Speaking of packed genres, none are more so full than RnB. At 20 years old Sub Blue shows more than just promise, but a tight grasp on what makes a good RnB song. He’s personal and honest avoiding the tendency for generalist lyrics designed to reach as many listeners as possible. Our only hope for him is to stretch out into more artistic styles akin to Kelela or Blood Orange. KD.

Science of the Lamps

Science of the Lamps

Science of the Lamps – District

We’d be sinning if we didn’t mention Science of the Lamps. Such an idiosyncratic band, whose members populate the Liverpool music scene in various ways already, shouldn’t work. They’re a medley of genres that effortlessly does seem to work. They’re the manifestation of the Threshold festival, a convergence of art and culture from around Liverpool. Still don’t know what the name means though.

Jazamin Sinclair

Jazamin Sinclair

Jazamin Sinclair – Unit 51

A sunny folk-punk blended set in Unit 51 seemed a perfect soundtrack to the weather on Saturday. Her acoustic guitar playing was powerful and urgent, offset beautifully by her accompanists on cello and xylophone. There were country twangs of Lindi Ortega at times. A cracking little gem in a crowded line up. There’s an EP out soon and we’re keen to get our hands on it. PG.

COW

COW

C.O.W – District

One of the heavier sets of the weekend and bringing a definite grunge feeling to the proceedings.

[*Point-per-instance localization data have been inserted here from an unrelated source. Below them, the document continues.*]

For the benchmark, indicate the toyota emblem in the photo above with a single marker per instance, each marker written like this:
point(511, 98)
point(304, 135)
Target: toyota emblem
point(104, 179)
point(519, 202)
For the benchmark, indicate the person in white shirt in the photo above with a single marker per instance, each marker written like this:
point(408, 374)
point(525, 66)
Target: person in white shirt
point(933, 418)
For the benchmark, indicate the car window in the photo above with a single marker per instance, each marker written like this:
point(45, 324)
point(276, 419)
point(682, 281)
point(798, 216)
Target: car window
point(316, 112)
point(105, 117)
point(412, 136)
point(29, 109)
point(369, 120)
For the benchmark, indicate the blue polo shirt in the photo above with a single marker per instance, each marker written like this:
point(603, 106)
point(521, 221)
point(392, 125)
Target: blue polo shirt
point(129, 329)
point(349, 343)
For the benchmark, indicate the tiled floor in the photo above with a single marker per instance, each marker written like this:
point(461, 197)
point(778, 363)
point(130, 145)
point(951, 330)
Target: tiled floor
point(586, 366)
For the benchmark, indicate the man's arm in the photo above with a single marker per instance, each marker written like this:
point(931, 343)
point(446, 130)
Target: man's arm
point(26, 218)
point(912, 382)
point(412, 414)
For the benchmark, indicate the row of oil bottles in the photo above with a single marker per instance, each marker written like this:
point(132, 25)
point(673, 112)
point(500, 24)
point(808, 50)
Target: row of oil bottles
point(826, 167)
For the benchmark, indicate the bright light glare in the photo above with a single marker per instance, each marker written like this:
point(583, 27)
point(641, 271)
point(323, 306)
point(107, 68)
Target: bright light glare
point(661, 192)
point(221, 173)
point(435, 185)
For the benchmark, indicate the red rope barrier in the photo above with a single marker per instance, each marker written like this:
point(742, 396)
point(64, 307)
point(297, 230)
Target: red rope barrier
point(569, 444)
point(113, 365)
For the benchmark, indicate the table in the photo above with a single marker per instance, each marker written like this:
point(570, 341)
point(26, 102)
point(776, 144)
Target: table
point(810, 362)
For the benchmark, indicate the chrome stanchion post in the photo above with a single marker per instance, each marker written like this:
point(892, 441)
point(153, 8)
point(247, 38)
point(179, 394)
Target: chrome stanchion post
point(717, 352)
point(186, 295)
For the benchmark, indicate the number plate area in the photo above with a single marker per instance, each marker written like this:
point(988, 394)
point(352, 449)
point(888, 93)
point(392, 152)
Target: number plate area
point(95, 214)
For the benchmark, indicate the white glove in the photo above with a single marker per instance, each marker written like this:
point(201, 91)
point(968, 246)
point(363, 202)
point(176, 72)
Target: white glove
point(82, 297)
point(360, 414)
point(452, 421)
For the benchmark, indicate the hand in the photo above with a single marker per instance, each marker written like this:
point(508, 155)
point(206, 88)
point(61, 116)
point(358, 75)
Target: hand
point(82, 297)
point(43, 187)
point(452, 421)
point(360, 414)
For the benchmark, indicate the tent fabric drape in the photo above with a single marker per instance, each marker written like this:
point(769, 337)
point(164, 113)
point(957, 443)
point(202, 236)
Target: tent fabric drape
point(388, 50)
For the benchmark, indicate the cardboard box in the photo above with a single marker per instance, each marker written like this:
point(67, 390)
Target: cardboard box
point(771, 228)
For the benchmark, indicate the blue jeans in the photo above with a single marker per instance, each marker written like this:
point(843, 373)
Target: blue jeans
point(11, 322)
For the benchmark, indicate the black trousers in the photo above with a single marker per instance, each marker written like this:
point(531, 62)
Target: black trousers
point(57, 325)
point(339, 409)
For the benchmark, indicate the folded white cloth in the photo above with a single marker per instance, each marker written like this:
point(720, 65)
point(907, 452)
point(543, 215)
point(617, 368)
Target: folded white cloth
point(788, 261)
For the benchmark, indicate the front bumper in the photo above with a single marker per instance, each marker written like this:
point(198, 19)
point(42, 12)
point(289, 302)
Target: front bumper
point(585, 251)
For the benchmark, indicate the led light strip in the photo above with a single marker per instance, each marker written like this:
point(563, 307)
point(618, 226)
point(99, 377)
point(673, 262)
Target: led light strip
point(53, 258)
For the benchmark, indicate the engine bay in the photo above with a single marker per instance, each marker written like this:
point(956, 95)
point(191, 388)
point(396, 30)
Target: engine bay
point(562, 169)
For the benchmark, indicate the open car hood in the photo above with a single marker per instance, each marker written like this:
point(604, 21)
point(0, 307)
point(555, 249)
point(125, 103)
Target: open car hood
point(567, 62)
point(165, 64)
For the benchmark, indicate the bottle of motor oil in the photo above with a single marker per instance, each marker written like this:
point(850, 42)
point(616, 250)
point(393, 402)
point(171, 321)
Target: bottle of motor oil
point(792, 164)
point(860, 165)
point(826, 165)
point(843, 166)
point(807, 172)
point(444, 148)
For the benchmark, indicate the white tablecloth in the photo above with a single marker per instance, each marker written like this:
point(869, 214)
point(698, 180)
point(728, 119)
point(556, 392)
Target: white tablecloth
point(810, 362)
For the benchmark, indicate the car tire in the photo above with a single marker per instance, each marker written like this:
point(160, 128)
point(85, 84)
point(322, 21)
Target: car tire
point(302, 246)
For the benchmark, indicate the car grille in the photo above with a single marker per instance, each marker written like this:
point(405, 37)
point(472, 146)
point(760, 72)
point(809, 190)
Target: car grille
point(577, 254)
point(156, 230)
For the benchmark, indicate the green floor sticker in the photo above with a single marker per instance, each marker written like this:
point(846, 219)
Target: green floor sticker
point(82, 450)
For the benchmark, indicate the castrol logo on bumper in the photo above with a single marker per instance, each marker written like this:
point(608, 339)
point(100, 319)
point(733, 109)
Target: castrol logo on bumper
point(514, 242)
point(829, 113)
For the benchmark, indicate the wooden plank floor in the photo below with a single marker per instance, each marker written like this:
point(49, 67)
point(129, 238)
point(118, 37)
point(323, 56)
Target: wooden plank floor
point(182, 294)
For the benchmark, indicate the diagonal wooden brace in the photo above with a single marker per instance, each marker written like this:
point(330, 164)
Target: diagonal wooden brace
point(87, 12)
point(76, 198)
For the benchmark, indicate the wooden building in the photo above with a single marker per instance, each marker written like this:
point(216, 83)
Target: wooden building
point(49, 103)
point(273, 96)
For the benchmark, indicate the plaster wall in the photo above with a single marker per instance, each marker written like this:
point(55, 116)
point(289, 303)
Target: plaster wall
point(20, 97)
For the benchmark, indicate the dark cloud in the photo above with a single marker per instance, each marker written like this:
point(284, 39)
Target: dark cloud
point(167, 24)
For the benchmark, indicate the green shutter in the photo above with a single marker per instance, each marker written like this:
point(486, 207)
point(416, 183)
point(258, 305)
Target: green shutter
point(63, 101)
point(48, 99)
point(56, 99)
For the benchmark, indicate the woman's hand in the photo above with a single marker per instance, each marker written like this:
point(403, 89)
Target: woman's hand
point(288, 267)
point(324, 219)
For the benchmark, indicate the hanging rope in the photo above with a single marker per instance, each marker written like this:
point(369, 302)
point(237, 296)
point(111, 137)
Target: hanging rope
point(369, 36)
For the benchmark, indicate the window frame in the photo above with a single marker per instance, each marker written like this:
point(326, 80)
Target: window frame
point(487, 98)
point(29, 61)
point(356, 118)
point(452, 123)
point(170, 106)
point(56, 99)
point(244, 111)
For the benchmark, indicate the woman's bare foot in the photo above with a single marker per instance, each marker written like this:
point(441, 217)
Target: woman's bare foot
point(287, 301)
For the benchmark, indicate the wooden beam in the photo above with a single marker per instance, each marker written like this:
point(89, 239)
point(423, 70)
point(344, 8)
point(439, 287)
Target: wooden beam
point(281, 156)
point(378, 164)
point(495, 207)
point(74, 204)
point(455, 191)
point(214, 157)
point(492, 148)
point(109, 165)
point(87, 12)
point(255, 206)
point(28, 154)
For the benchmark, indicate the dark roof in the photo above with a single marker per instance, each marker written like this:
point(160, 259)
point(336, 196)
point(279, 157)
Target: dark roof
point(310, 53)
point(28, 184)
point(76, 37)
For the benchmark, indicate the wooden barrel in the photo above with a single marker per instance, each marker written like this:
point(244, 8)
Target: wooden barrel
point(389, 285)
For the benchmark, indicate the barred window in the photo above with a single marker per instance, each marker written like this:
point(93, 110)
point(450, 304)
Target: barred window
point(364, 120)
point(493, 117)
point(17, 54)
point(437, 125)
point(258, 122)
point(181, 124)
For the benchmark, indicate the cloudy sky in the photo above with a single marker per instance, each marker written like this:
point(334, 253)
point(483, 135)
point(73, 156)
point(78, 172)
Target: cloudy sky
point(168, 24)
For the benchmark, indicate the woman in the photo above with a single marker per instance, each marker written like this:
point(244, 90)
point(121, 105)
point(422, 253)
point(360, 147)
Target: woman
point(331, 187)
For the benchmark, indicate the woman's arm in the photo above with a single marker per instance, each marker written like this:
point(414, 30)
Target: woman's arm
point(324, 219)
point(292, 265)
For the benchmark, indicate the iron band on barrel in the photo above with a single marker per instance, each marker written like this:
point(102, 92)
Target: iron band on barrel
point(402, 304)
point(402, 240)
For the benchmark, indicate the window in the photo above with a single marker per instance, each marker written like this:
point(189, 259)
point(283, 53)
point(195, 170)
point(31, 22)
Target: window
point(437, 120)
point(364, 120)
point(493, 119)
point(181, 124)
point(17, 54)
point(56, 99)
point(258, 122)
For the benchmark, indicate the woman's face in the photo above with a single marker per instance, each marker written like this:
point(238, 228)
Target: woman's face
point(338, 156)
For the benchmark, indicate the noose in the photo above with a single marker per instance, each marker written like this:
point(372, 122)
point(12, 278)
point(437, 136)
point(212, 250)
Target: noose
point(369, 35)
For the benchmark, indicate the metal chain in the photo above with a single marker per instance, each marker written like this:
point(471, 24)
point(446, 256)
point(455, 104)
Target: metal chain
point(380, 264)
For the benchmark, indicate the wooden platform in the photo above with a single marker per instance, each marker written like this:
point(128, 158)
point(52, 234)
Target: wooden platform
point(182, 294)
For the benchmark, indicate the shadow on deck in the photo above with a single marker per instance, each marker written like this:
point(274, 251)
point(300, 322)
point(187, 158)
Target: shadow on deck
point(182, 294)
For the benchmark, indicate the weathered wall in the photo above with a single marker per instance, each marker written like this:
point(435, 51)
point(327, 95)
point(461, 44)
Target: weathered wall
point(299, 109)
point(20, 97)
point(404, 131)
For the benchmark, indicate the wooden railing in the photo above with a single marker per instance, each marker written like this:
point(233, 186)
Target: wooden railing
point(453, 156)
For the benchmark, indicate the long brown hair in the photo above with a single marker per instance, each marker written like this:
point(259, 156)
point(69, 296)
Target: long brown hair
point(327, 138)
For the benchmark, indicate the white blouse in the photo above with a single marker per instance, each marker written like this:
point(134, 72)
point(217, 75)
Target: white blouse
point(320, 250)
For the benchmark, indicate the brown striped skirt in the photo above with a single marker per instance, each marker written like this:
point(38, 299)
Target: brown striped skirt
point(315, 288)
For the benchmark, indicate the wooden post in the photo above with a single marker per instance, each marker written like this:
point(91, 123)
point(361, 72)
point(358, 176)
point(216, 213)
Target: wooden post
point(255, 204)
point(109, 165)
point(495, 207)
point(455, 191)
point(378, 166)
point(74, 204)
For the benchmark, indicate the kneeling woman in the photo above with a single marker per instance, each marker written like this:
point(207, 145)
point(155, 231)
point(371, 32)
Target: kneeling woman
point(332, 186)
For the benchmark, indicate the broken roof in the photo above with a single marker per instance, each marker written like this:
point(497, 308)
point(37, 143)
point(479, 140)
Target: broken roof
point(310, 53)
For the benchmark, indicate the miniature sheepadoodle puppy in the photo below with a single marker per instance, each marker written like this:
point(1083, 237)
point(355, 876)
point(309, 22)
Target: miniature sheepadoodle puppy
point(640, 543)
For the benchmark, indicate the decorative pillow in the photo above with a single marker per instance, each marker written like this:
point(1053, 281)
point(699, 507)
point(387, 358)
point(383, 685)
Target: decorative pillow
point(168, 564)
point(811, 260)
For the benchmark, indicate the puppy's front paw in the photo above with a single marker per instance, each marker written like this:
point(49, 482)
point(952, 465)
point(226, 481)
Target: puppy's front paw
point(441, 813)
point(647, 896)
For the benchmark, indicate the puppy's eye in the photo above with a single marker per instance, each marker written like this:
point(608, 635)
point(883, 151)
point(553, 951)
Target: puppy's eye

C.O.W. powered through half an hour of pure energy. “This song’s about drugs” – “Ha!” says an audience member. “It’s not a laughing matter mate”. But, we’ll admit, it may have been the “Moosic” non-joke that made us like them. It was a piece of Seattle brought right here in District. PG.

Ray Wills

Ray Wills

Ray Wills – Unit 51

Like some crazed Hendrix / Nirvana lovechild Wills pulled not a single punch on the (non) stage in Unit 51. Tight guitar playing and complex rhythms from his drummer, we can’t really decide if it was jazz, rock, blues, indie or what, such was the wealth and breadth of influences at work here. But it was awesome and it drew one of the biggest crowds at Unit 51. “Music’s a beautiful thing and it brings people together in harmony. Literal harmony”. The stand out set of the weekend. Absolutely stunning. PG.